During the holidays, work-related relationships full of dispute may get better, but if the conflicts are family-based, they are more likely to worsen. IPT aims to help you problem-solve and examine your automatic thoughts (thoughts that are often distorted by your own frame of mind or your typical patterns of behaviour).

The primary focus, though, is on clarification. This may seem simplistic, but, as any lawyer will tell you, trying to clarify the real problem in a dispute can often be very challenging.

One of the reasons the holidays can be so stressful is that it's often a time when we revisit relationships that have experienced significant transitions.

The classic is that of parent-child. If you are the child, the rub is that the parent is still viewing you in a way that doesn't jibe with all the nuances of the current version of you (and, remarkably, this can last into your 70s).

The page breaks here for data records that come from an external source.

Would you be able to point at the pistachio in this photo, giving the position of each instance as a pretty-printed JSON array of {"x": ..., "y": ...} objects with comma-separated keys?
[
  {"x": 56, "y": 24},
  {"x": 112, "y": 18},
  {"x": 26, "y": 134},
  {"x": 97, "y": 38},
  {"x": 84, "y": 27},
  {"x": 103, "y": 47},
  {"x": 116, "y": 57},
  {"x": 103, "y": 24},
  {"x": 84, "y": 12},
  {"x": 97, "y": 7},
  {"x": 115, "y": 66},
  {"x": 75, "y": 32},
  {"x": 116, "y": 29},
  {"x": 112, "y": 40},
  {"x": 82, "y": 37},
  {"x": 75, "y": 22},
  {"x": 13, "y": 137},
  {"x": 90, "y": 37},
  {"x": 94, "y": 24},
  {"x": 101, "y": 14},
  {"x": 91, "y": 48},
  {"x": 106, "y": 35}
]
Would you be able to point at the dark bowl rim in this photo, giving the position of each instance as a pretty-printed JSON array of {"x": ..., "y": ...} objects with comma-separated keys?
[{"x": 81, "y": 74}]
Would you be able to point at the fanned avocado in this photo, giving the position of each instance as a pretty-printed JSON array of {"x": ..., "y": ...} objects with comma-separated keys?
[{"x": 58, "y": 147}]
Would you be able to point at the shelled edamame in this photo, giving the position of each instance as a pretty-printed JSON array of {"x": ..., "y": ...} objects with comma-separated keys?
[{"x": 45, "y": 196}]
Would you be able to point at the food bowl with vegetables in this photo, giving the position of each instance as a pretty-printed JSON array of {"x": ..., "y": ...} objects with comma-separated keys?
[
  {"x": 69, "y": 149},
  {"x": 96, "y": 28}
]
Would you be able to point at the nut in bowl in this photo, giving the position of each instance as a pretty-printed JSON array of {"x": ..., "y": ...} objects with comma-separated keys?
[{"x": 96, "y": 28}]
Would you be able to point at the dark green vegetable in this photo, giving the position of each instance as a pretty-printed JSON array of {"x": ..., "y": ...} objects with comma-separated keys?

Regardless of whether the transitions went well, or not so well, they put you in a box that doesn't fit any more.

If you are the parent, you are probably trying hard to get it right. You may believe that you know your child in a way nobody else does; sure, the window-dressing changes but your child's character is what it is. You want to steer them on to the right path and hope they may learn from your mistakes.

There may be no right or wrong in the parent-child scenario, so it can be easy to get to an impasse. IPT aims to help you reappraise the old and new roles, to identify sources of difficulty in the new role, and to fashion solutions rather than leave you paralyzed or victimized by it.

You may have too much resentment for a sibling, too much anxiety about your daughter, or be too depressed to see the cup as half full. A good IPT therapist will move you along a path to insight and acceptance, and perhaps even forgiveness.

Ideally this will resolve the dispute, but often the therapy simply allows you to focus on what you can control and builds self-awareness and a path forward.

Interpersonal Psychotherapy and the holidays both have lessons for us about the power of human relationships. I think Bob Hope had it right when he reminded us that "when we recall Christmas past, we usually find that the simplest things - not the great occasions - give off the greatest glow of happiness."

Instead of zeroing in on problems and disputes, perhaps take a simple lesson from IPT and concentrate on the wellness of your important relationships this holiday.